А в то время, когда Сипак думал о неизвестной судьбе своего незадачливого племянника, Сидор Бобок слезно жаловался бывшему председателю колхоза Андрею Силивоновичу Лагуцьке. Беседа у них происходила в лесу, куда привели или, вернее будет сказать, против воли партизан сам явился Сидор Бобок.

– Не было у меня, Андрей Силивонович, такого уговора с вами, чтобы каждый раз из меня душу выколачивать!

– Какая там душа? Били ж всегда для приличия, чтобы перед немцами тебя же самого оправдать. Только для вида били.

– Хороший вид! Мне от этого вида всегда одно затемнение в глазах. Не успеет один синяк под глазом сойти, как мне хлопцы и другой глаз подбивают… Это тебе, говорят, для равновесия и для лишнего авторитета перец немцами… Сгори он, такой авторитет, заодно с немцами!

– Зря обижаешься, Сидор. Ты же сам знаешь, что били тебя хлопцы для отвода глаз, шутя, можно сказать.

– Хорошенькие шуточки! Вот они, эти шутки, – и Сидор с отчаянием задрал рубаху. – Вот полюбуйтесь этим видом!

Вся спина и худые бока Сидора были испещрены синими полосами и пятнами.

– Я сам дивлюсь, в чем еще душа у меня держится. Другой на моем месте после такого угощения давно бы отправился на тот свет. А я еще терплю… держусь. Они, ваши хлопцы, и про всякие уговоры забывают: когда бьют, то бьют на совесть! А другой, как разойдется, того и гляди, саданет под ложечку, и дух с тебя вон. Ты ему шепчешь: бей, да по закону, как было договорено. Мундир, говорю, мой трепли, а души моей не задевай, не задевай шкуры! А ему что? Разве ему, которому, охота разбираться, где мундир, а где печенка, толчи да и только!

Андрей Силивонович поглядывал на взволнованного Сидора, на своих хлопцев, которые захлебывались от смеха, слушая исповедь Сидора, и сам, еле сдерживаясь, пряча в усах улыбку, вначале серьезно спрашивал:

– Что же тебе, в конце концов, нужно, Бобок?
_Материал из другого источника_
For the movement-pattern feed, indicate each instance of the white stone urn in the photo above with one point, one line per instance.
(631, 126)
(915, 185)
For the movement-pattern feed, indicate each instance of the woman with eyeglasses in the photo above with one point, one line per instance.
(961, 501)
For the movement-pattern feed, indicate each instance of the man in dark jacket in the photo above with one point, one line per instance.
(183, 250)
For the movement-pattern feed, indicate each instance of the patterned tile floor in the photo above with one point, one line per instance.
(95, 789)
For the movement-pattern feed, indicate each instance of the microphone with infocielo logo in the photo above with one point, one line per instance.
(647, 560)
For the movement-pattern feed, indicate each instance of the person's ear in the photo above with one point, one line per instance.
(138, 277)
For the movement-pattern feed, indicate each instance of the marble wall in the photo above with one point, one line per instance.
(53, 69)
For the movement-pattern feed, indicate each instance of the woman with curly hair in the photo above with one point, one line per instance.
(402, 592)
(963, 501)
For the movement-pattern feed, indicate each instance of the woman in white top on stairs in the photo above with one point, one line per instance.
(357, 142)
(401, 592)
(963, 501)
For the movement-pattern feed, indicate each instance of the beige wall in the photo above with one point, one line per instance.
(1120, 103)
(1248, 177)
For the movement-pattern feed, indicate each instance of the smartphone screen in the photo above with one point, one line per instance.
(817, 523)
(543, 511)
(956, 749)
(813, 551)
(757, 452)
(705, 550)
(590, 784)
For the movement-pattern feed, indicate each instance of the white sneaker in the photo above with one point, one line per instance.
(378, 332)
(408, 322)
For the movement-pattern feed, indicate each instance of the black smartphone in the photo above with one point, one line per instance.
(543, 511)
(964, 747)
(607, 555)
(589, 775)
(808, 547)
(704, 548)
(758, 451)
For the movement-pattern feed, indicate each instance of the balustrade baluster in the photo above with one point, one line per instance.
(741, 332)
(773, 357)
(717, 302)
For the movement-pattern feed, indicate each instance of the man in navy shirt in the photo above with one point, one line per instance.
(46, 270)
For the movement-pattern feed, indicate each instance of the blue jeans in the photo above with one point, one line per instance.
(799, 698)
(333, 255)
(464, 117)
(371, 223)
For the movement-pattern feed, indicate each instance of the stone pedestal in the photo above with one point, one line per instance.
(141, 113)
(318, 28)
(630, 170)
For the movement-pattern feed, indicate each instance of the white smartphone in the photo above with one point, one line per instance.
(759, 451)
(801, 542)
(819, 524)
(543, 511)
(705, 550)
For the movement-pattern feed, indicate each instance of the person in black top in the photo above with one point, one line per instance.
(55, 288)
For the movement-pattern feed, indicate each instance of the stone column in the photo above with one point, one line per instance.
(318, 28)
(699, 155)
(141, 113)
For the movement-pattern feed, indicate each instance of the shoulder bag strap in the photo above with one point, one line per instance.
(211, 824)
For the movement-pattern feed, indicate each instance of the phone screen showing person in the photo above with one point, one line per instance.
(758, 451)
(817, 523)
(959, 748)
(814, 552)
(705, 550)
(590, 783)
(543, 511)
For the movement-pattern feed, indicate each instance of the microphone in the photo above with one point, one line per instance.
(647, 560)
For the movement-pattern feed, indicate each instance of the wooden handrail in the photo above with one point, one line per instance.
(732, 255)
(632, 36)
– А мне ничего не нужно, Андрей Силивонович. Но эту службу свою я кончаю. Хватит! Довольно! Не век же мне в дураках ходить. Может, и Бобок хочет человеком быть? Не все же ему людям на смех себя выставлять. Навыставлялся! Доходился! А война не только умных учит, она и меня на ум навела: вижу, куда немцы глядят, на что надеются. Мне с ними не по пути. Пускай дядька с ними целуется, ему в самый раз! У него свои интересы, у меня свои… Он никогда человеком не был и не будет, Всю жизнь свою старался чужими руками жар загребать, захватить все на свете. Нахватал было, да подавился. Но, как видно, этот урок не пошел ему на пользу, не понять ему той человеческой науки, как собакой был, так собакой и остался. А с меня хватит! Не желаю! Не буду! Долой!

И, злобно бросив свою полицейскую шапку на пол, Бобок решительно стал снимать порванный мундир.

Андрей Силивонович спросил уже серьезно:

– А что же ты думаешь делать, Бобок?

– То же, что и все люди. Я к вам хочу, Андрей Силивонович. Что прикажете, то и буду делать. Лишь бы только не носить эту пакость на себе.

– Ты это от обиды или серьезно решился?

– Нет у меня другого пути. Или вы хотите, чтобы меня немцы прикончили?

– Ну, этого мы не хотим. И мысли у нас нет такой, чтобы оставить тебя немцам на расправу. Но подумал ли ты хорошо о том, что к нам люди не для забавы, не для веселья приходят? Тебя вот в свое время из колхоза вытурили, потому что ты был очень уж непутевым человеком.

– Что было, то прошло, Андрей Силивонович! Человек не сразу уму-разуму научается. Но врагом своему народу я некогда не был. И если что не так делал, так по дурости своей, а не по злому умыслу. И никогда не вредил я своим людям, не становился им поперек дороги. А если и не шел вместе с ними, то сами знаете, только себе вредил, не мог выбраться на верную дорогу.

Андрей Силивонович зачислил Бобка в свою группу.